There is no need for any "installation" procedure because this workflow is after all merely a collection of bash scripts (plus a simple control of the SLURM job manager). All you need to do is thus clone this repository:

git clone https://github.com/yoshihikosuzuki/ant-asm-workflow

and then copy the template/ directory in this repository to somewhere you wish to work with a specific sample:

# NOTE: Assuming <your-working-dir-name> does not exist yet
cp -r ant-asm-workflow/template <your-working-dir-name>

The copied directory is the place you run the workflow.
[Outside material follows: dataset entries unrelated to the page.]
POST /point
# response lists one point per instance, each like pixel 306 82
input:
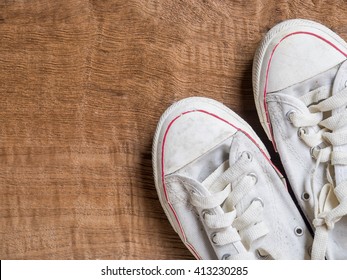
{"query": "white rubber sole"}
pixel 173 112
pixel 260 62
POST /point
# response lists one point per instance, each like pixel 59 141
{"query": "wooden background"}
pixel 82 86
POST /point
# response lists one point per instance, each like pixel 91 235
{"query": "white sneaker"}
pixel 299 80
pixel 219 189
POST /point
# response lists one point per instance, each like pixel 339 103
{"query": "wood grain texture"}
pixel 83 84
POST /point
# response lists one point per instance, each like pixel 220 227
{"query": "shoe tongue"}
pixel 339 84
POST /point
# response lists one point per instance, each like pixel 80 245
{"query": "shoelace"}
pixel 227 191
pixel 330 205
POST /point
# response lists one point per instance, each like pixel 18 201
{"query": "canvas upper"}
pixel 219 189
pixel 299 79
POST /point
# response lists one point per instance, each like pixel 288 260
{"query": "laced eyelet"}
pixel 258 199
pixel 260 256
pixel 315 148
pixel 248 155
pixel 299 231
pixel 213 236
pixel 289 113
pixel 254 176
pixel 205 212
pixel 301 131
pixel 305 196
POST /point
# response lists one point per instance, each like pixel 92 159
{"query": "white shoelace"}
pixel 330 205
pixel 227 191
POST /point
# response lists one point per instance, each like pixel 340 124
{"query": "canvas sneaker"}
pixel 299 81
pixel 219 189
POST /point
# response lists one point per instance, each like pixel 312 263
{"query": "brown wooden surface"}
pixel 82 86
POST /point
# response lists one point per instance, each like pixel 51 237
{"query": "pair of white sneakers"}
pixel 215 181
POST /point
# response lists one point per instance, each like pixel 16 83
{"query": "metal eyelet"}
pixel 205 212
pixel 260 256
pixel 315 148
pixel 288 114
pixel 254 176
pixel 213 236
pixel 299 231
pixel 305 196
pixel 258 199
pixel 248 155
pixel 301 131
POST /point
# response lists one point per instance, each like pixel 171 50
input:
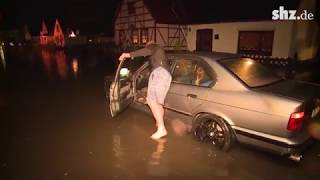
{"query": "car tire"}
pixel 213 129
Below we start with an abstract description about the overall structure of the working directory. Then, we provide practical information and commands on how to work with it.

Directory structure

For each sample to be assembled, we propose the following directory structure to generate and compare different types of assemblies while dividing the tasks in genome assembly.

:information_source: IMPORTANT:

Below, those surrounded by < > are the names up to you or up to tools you used.

However, on the other hand, the structure of the directories and the names of the files MUST be exactly the same as described below except those surrounded by < >. DO NOT change them unless you know how everything works.

-> means a symbolic link (made with $ ln -s).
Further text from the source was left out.